# Amazon Basics 6: Spot Instances

## Usage Notes

The purpose of this notebook is to alleviate some of the boilerplate code associated with requesting and confirming the successful fulfillment of spot instances from Amazon Web Services.

https://aws.amazon.com/ec2/spot/

## Notebook Imports

In [None]:
from __future__ import print_function
from aws_base import *
from aws_request import *
from datetime import date, datetime, timedelta
from matplotlib import pyplot
import numpy
import pandas
import sys
import time

## Spot Price Thresholds

As linked above, spot instances are advertised as being substantially cheaper than on-demand instances. It's good to set price thresholds based on each of the different instance types to indicate how much cheaper we actually want them to be.

The code below makes the following assumptions:

* We want `medium` and `large` instances to be 70% cheaper than their on-demand price
* We want `xlarge` and `2xlarge` instances to be 75% cheaper than their on-demand price
* We want `4xlarge` and `8xlarge` instances to be 80% cheaper than their on-demand price

In [None]:
target_prices = None

"""
Return whether the instance type can be a spot instance.
"""

def is_spot_instance_supported(instance_type):
    instance_family = instance_type[:instance_type.find('.')]

    return instance_family not in ['t1', 't2', 'p2']

"""
Return the desired price for spot instance requests. Note that while this
suggests that we may use it as a bid price, the on-demand price is the more
likely value, as the target price is viewed more as a nice-to-have.
"""
def get_target_prices():
    global target_prices

    if target_prices is not None:
        return target_prices

    on_demand_prices = get_on_demand_prices()

    target_prices = {}

    for instance_type, price in on_demand_prices.items():
        if not is_spot_instance_supported(instance_type):
            continue

        instance_size = instance_type[(instance_type.find('.')+1):]

        multiplier = 0.1

        if instance_size in ['small', 'medium', 'large']:
            multiplier = 0.3
        elif instance_size in ['xlarge', '2xlarge']:
            multiplier = 0.25
        else:
            multiplier = 0.2

        target_prices[instance_type] = round(price * multiplier, 3)

    return target_prices

## Spot Instance Price History

One of the key differences between on-demand instances and spot instances as that the price of spot instances varies over time based on demand.

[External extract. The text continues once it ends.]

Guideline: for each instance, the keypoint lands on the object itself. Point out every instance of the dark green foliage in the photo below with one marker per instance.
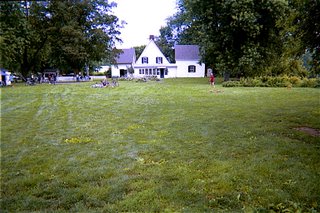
(64, 34)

https://aws.amazon.com/ec2/spot/pricing/

Sometimes lazy programmers inflate the price of an instance beyond its average price. However, there is another class of lazy programmers that goes as far as setting a price point far beyond the price of an on-demand instance.

https://aws.amazon.com/ec2/pricing/#On-Demand_Instances

As a result, we will want to check the price history the same way you would through the AWS Spot Instance Request GUI, so we'll build out a utility method that makes a request for some specified days of spot price activity.

In [None]:
"""
Utility method which retrieves the AWS EC2 price history for the given instance
type in the given availability zone over the last given number of days.
"""
def get_zone_price_history(instance_type, availability_zone, day_count):

    # Compute the start and end times based on day count

    today = date.today()
    today = datetime(today.year, today.month, today.day)

    end_time = today + timedelta(1)
    start_time = today + timedelta(0 - day_count)

    # Construct the time strings to pass to AWS CLI

    date_format = '%Y-%m-%dT%H:%M:%S.%fZ'
    start_time_string = datetime.strftime(start_time, date_format)
    end_time_string = datetime.strftime(end_time, date_format)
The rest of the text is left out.